A cause de la pandémie, le CES 2021 se tient exclusivement en ligne, du 11 au 14 janvier, et voit son nombre d'exposants chuter de 4.500 à 1.500. La virtualisation du salon, une première pour un événement de cette ampleur, a représenté un vrai défi technique pour l'organisateur, la CTA. La France reste toutefois très bien représentée, même si les startups s'interrogent sur l'impact de leur présence.Les hôtels-casinos pleins à craquer, les transports saturés, un brouhaha permanent du matin au soir dans les allées bondées du Las Vegas Convention Center et du Sands Expo, des conférences et rendez-vous business dans toute la ville... D'ordinaire, début janvier, la capitale mondiale du divertissement, Las Vegas, vit au rythme du CES. Le plus grand salon mondial de l'innovation, baromètre des tendances tech de l'année à venir, attirait ces dernières années plus de 45.000 exposants et plus de 170.000 visiteurs venus de tous les continents. Cinq jours de folie, épuisants pour tous, mais immanquables pour toute entreprise tech en quête de visibilité ou qui cherche à accélérer son business en rencontrant dans un même endroit la crème des distributeurs, industriels, grands groupes et investisseurs. "Le CES est l'un des événements au monde qui joue le plus sur l'expérience.

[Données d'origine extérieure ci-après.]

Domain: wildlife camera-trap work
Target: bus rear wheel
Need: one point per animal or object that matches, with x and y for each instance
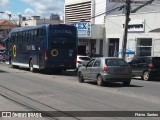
(31, 66)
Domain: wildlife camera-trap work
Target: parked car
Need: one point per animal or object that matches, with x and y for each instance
(81, 60)
(106, 69)
(2, 57)
(147, 68)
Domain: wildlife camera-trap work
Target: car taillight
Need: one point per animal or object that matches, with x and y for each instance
(46, 54)
(151, 66)
(79, 62)
(105, 68)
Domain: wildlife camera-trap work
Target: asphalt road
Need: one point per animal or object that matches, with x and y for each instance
(63, 92)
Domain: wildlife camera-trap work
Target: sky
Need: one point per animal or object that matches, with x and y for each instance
(28, 8)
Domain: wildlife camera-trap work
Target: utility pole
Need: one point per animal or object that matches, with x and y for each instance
(124, 42)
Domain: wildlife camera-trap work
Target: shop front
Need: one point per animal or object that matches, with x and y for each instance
(140, 39)
(90, 38)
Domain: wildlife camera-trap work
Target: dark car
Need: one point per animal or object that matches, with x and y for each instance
(106, 69)
(148, 68)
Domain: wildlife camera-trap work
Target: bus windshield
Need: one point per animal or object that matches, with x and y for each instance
(61, 36)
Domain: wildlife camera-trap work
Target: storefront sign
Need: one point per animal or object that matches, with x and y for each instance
(84, 29)
(135, 26)
(83, 42)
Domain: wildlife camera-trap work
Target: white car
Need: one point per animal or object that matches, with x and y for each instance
(81, 60)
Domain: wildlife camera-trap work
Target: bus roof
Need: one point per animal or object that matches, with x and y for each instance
(18, 29)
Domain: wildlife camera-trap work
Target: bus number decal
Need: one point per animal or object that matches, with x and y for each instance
(14, 50)
(54, 52)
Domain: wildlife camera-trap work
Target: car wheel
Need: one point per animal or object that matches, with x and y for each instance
(146, 76)
(127, 83)
(80, 77)
(100, 81)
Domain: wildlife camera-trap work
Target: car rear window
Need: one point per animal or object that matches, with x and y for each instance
(115, 62)
(84, 58)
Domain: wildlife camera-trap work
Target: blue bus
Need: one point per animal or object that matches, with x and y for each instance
(43, 47)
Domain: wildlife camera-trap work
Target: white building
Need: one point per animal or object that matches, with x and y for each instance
(104, 20)
(88, 17)
(36, 20)
(143, 34)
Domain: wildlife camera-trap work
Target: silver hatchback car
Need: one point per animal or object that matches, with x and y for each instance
(106, 69)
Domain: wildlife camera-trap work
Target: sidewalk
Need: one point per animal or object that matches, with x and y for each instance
(7, 105)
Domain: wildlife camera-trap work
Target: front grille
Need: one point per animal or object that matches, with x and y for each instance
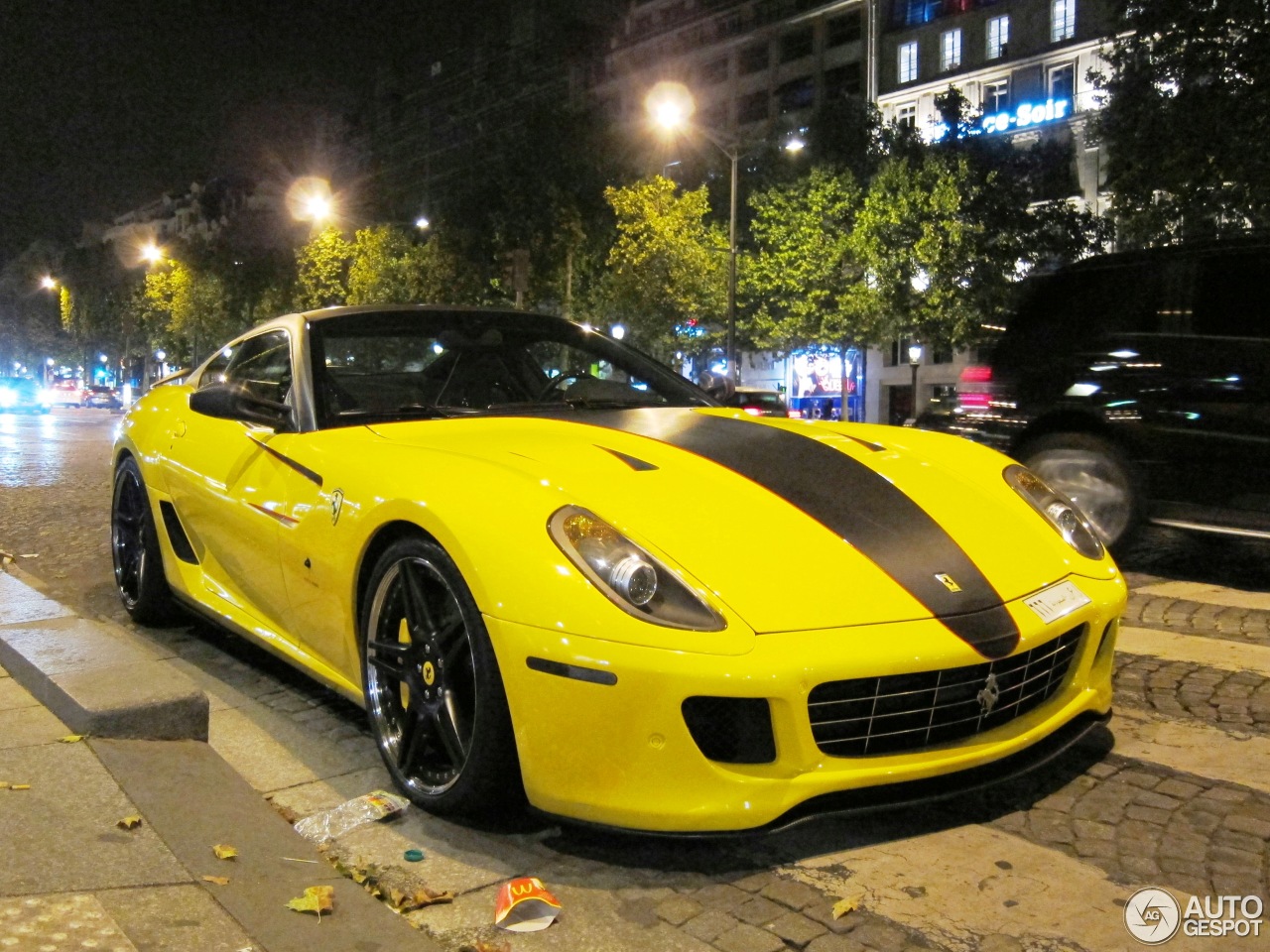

Les participants peuvent réellement voir, toucher et essayer les dernières innovations", a expliqué l'un des porte-parole de l'organisateur du salon, la Consumer Technology Association (CTA), qui organise le salon, lors d'un point presse.
La technologie à la rescousse, mais sans l'effet "waouh"
Covid-19 oblige, l'édition 2021 du CES, qui commence ce lundi 11 janvier jusqu'à jeudi 14, sera très différente. Las Vegas sera tranquille. Car pour la première fois, la caverne d'Ali Baba de l'innovation se tient de manière 100% virtuelle, sur une plateforme en ligne développée en urgence par la CTA avec Microsoft. "Si nous ne pouvons pas recréer la magie de Las Vegas, nous pouvons donner à notre public une expérience numérique nouvelle et unique", veut croire la CTA, qui promet "une réelle expérience de diffusion", et notamment une centaine d'heures de contenus (conférences, décryptages de la journée écoulée par des spécialistes et stars de tech) pour ne rien rater des annonces phares et des innovations les plus prometteuses.
Microsoft a donc développé la plateforme et les 1.500 stands virtuels commercialisés par la CTA, soit une nette réduction de la voilure par rapport aux 4.500 stands physiques de l'an dernier, qui s'étalaient sur 2,5 millions de mètres carrés. Sur le stand virtuel, les organisations mettent à disposition des tchats de discussion (par texte et visio) pour recréer la magie des rencontres physiques, un outil de gestion des rendez-vous, ainsi que des salons virtuels pour les rendez-vous business -qui ressemblent à des webirars classiques-.